SLOs and SLAs

Service Level Objectives (SLOs) and Service Level Agreements (SLAs) for QNSP Cloud services provided by CUI Labs (Pte.) Ltd.

SLOs and SLAs

Service Level Objectives (SLOs) and Service Level Agreements (SLAs) for QNSP Cloud services provided by CUI Labs (Pte.) Ltd.

Overview

  • SLOs are internal operational targets that we monitor and optimize against. They are not contractual commitments.
  • SLAs are contractual commitments with defined remedies (Service Credits) for eligible subscription tiers.

For the full SLA document with availability commitments, credit schedules, and exclusions, see Service Level Agreement.
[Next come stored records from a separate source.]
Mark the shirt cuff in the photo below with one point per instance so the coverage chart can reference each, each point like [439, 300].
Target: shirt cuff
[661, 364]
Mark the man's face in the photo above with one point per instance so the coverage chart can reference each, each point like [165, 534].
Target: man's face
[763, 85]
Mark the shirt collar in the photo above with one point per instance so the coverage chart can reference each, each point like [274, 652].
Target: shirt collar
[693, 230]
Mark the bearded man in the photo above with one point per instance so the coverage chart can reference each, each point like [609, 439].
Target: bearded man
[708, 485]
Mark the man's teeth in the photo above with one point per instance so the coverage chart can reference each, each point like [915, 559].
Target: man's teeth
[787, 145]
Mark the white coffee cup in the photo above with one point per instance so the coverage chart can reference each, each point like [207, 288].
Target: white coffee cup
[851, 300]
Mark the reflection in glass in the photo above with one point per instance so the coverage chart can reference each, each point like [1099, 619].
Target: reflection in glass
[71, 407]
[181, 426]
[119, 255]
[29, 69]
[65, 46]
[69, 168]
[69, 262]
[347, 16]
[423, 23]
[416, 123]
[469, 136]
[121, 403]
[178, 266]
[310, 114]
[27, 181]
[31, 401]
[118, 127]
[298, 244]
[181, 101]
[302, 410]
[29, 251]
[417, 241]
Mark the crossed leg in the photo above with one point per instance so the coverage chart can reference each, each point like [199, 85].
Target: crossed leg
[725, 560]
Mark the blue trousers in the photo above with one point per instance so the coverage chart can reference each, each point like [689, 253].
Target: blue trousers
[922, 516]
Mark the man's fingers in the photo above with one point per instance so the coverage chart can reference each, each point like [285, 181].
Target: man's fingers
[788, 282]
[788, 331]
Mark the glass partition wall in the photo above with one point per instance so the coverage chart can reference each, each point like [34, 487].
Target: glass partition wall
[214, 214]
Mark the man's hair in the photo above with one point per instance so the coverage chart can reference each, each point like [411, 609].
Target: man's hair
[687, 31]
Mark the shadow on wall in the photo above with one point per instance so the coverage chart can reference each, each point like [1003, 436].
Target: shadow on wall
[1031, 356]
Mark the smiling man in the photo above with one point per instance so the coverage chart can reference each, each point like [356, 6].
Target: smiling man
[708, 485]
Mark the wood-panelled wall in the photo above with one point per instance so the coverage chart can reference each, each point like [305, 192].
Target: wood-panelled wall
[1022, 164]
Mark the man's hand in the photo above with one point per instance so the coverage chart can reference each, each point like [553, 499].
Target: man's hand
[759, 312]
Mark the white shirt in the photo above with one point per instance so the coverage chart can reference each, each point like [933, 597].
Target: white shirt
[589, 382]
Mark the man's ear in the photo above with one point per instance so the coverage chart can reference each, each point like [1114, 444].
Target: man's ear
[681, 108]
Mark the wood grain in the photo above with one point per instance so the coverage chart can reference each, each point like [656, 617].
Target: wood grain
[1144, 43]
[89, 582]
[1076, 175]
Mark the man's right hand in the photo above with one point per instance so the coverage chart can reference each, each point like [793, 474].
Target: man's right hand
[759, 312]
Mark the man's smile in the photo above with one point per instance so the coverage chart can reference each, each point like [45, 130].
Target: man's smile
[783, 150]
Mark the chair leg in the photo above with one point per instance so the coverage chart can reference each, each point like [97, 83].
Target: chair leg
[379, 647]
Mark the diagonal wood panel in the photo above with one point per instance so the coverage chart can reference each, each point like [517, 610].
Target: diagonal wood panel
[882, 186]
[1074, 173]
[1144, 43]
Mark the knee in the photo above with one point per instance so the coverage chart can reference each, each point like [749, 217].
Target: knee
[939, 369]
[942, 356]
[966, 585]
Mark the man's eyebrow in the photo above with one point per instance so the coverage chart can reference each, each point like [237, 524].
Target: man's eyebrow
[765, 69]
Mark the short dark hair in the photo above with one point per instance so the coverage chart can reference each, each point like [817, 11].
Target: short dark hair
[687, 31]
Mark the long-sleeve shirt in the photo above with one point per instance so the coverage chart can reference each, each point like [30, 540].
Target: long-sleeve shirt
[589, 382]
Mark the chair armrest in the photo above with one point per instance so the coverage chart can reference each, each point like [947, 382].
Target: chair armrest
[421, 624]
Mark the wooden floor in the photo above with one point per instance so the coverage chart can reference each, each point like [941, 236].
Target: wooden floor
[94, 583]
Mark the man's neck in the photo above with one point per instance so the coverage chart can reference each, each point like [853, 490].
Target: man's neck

Service Level Objectives (SLOs)

SLO targets below reflect current operational targets for QNSP Cloud hosted production. These are engineering goals, not contractual guarantees.

Availability Targets

Service SLO Target Notes
Edge Gateway 99.99% Primary ingress point
Auth Service 99.9% Authentication and token issuance
KMS Service 99.9% Key management operations
Vault Service 99.9% Secrets management
Storage Service 99.9% Encrypted object storage
Search Service 99.9% Searchable encryption
Audit Service 99.9% Audit log ingestion

Latency Targets (P99)

Operation Target Notes
Authentication < 200ms Initial login
Token refresh < 100ms Token renewal
KMS encrypt/decrypt < 100ms Single operation
Secret read < 150ms Single secret
Storage GET (< 1MB) < 300ms Small object retrieval
Storage GET (< 100MB) < 2s Medium object retrieval
Search query < 500ms SSE-X encrypted search

Error Rate Targets

Service Target
All services < 0.1% (5xx errors)

SLO Monitoring

Error Budget

The error budget represents the acceptable amount of unreliability:

error_budget = 1 - SLO_target
error_budget_remaining = error_budget - actual_error_rate

Example: For a 99.9% SLO, the monthly error budget is 0.1% (~43 minutes of downtime).

Burn Rate Alerting

Burn rate measures how quickly the error budget is being consumed:

burn_rate = actual_error_rate / (1 - SLO_target)
Burn Rate Alert Level Action
> 14.4× Critical Page on-call, immediate response
> 6× High Alert, investigate within 1 hour
> 1× Warning Monitor, investigate within 4 hours

SLO Dashboard

Real-time SLO metrics are available via API:

GET /observability/v1/slos/summary
GET /observability/v1/slos
GET /observability/v1/slos/{service}/history

Service Level Agreements (SLAs)

SLAs provide contractual availability commitments with Service Credits for eligible tiers.

SLA Eligibility by Tier

Tier SLA Coverage
Free, Dev Starter No SLA
Dev Pro, Dev Elite Monitoring only (no credits)
Business Team, Business Advanced, Business Elite 99.9% SLA with credits
Enterprise Standard, Enterprise Pro 99.95% SLA with credits
Enterprise Elite, Specialized Custom SLA per agreement

Service Credit Schedule

See the full SLA document for:

  • Detailed credit percentages
  • SLA exclusions
  • Credit request procedures
  • Measurement methodology

Incident Response

When an SLO breach occurs:

  1. Detection: Automated alerting triggers
  2. Response: On-call engineer engaged
  3. Communication: Status page updated within 15 minutes
  4. Resolution: Issue mitigated
  5. Post-Incident: Root cause analysis published
  6. Credits: Service Credits processed (if SLA applies)

For details on incident classification and response times, see Incident Response.